Find made a video explaining the operation of each valve on the Diesel engine.
Thoughts on Building a Small Scale Working Diesel Engine
By Find Hansen
- The compression must be about 100% with no leaky piston rings, gaskets, or valves, because the compression heat is the only igniter.
- The compression ratio must be at least 20:1 for an easy start, and 22:1 would be better. You should not be afraid of the high compression. The engine starts, runs, and works much better.
- The injector must atomize the fuel very well, because the compression heat is the only thing to vaporize the fuel before it is ignited.
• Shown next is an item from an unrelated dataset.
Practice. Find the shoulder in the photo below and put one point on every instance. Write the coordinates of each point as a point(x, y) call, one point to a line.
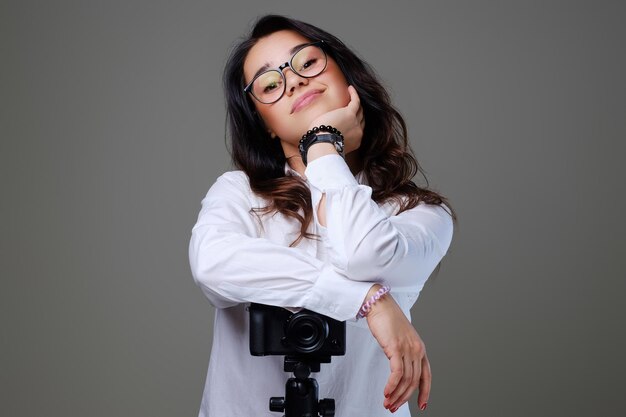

- Using a light fuel like kerosene, instead of Diesel, is better, because it vaporizes and ignites more easily. It’s not as smoky as Diesel, either.
- The crankshaft, crankshaft bearings, big end bearing, piston pin, and connecting rod must be made bigger and stronger to withstand the high compression. This is because the load on a 20 mm piston, with a compression ratio of say 21:1, is about 160 kg, and when the fuel is ignited the load is about 180 kg. When pre-ignition occurs (Diesel knocking), the load rises to about 220 kg. It is a wonder that the engine will stand this heavy load. Also, the whole engine construction must be made stronger.
- The main bearings, and especially the big end bearing, must have good, continuous lubrication while the engine is running.